А по раздробленному сознанию бьет еще одна немаловажная деталь: я ответила по‑русски. Потому что спросили меня тоже на родном языке.
— Вам помочь встать? — скорее чувствую, чем вижу, как надо мной кто‑то склоняется.
Лба касаются холодные пальцы, скользят в волосы, сдвигают шапку. Я в шапке! Господи, что происходит?!
— Ничего себе! — присвистывает добрая женщина. — Я вызову скорую.
И мне совершенно не нравятся ее слова. Этот тон, завуалированно спокойный, таким разговаривают со смертельно больными, обнадеживая.
— У меня мозги на тротуар вытекли? — спрашиваю самое красочное, что пришло мне в голову.
— Нет, просто… ушиб, царапина.
Я точно умираю!!! Помоги мне, Господи!
Осмеливаюсь поднять руку и поднести к лицу, сквозь щелочки глаз вижу, что в варежках. Вот почему казалось, что пальцев не чувствуется. Тяну варежку второй рукой, продрогшими пальцами дотрагиваюсь до лба. Кончики пальцев касаются чего‑то липкого, и я уже знаю, что увижу на них кровь. Не хорошо. Плохо. Я очень, очень плохо переношу вид крови.

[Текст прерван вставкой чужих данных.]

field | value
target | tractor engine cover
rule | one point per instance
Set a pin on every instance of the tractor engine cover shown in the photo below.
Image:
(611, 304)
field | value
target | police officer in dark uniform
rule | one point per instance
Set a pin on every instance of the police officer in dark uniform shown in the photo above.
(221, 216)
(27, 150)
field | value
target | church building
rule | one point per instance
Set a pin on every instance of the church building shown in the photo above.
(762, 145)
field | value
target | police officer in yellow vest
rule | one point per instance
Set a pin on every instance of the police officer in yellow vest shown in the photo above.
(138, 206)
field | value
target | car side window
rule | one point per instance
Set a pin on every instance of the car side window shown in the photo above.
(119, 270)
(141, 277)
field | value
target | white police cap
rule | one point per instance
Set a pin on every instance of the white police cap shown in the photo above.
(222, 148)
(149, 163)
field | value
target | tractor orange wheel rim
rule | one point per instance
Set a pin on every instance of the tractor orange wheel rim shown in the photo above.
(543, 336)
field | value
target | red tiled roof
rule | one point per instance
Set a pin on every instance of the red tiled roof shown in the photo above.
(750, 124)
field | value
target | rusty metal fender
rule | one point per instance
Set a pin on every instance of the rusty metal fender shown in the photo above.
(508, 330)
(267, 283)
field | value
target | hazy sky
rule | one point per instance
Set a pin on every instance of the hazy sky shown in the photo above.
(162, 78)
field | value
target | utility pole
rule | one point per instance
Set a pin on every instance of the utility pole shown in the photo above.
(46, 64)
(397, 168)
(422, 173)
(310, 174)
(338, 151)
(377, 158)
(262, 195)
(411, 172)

Чувствую, как перехватывает дыхание, грозя вылиться в самую настоящую паническую атаку. Зима, Россия, я на земле вся в крови. Попахивает чем‑то очень скверным. Политический заговор! Контрабанда наркотиков! Похищение пришельцами! И это самые приемлемые варианты. Мне страшно, очень. И слезы все льются и льются, чуть ли не превращая лицо в маску изо льда.

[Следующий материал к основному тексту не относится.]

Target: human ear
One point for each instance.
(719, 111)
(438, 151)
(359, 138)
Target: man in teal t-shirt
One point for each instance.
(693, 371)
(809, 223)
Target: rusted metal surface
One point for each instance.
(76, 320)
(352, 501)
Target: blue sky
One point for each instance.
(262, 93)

— Потерпи, девочка, — гладит меня по руке милая женщина, — скорую вызвала, скоро будет.
Странно, ничего не слышала, словно в информационном вакууме нахожусь, все звуки извне, кроме каких‑то отрывочных, что обращены прямо ко мне, заглушил стук пульса в ушах. И паническая атака.
— Нужно кому‑нибудь позвонить?
— Да! — почти вскрикиваю. Конечно, нужно позвонить. — Сестре, — прошу я. — Только телефон…
Ощупываю руками карманы, но сквозь огромный пуховик (вот и одеяло, которым меня прибило к земле) чувствую только ключи.
— Может в коляске? — спрашивает сердобольная женщина.
В какой еще коляске? Я что и правда инвалид??? Греция закончилась не страстным прощанием в постели грека, а сломанными ногами и травмированной башкой?! Жизнь кончена. Просто… кончена.
— Ой, малыш проснулся, — щебечет тетка.
Какой еще малыш???
Словно в ответ на мой вопрос, все тело скручивает от жалобного детского плача. Какая же безумная головная боль, боже, только чьих‑то детей здесь не хватает, чтобы добить меня.
— Ну‑ка, — начинает сюсюкать моя спасительница. — Посмотри, какая погремушка, — воздух разрезает убийственный шорох адского приспособления для младенцев.
Словно гречку в воспалённый мозг засыпают.
— Хочешь к маме? Да? А ко мне на ручки пойдешь? Мама пока не может подойти, у мамы бо‑бо, — опытными методами успокаивает неугомонного ребенка женщина.
Так, стоп.
Чья мама бо‑бо?
— Мама упала и бах! Но все будет хорошо, с мамой все хорошо.
Эм…
— Это не мой ребенок! — вмиг прорезавшимся голосом утверждаю я.
— Но как же?..
И хотя это тяжело, глаза неумолимо режет светом, перевожу взгляд левее, чтоб увидеть, что там за ребенок и с чего женщина взяла, что он мой. Маленький, щекастый, в огромном синтепоновом комбинезоне. Никаких признаков общей генетики. Это чей‑то левый пацан, я к нему не имею ни малейшего отношения! Может, я и не понимаю, как оказалась здесь среди снегов России, когда только что провожала лето в Греции, но одно могу утверждать смело: этот младенец не мог вылезти из меня.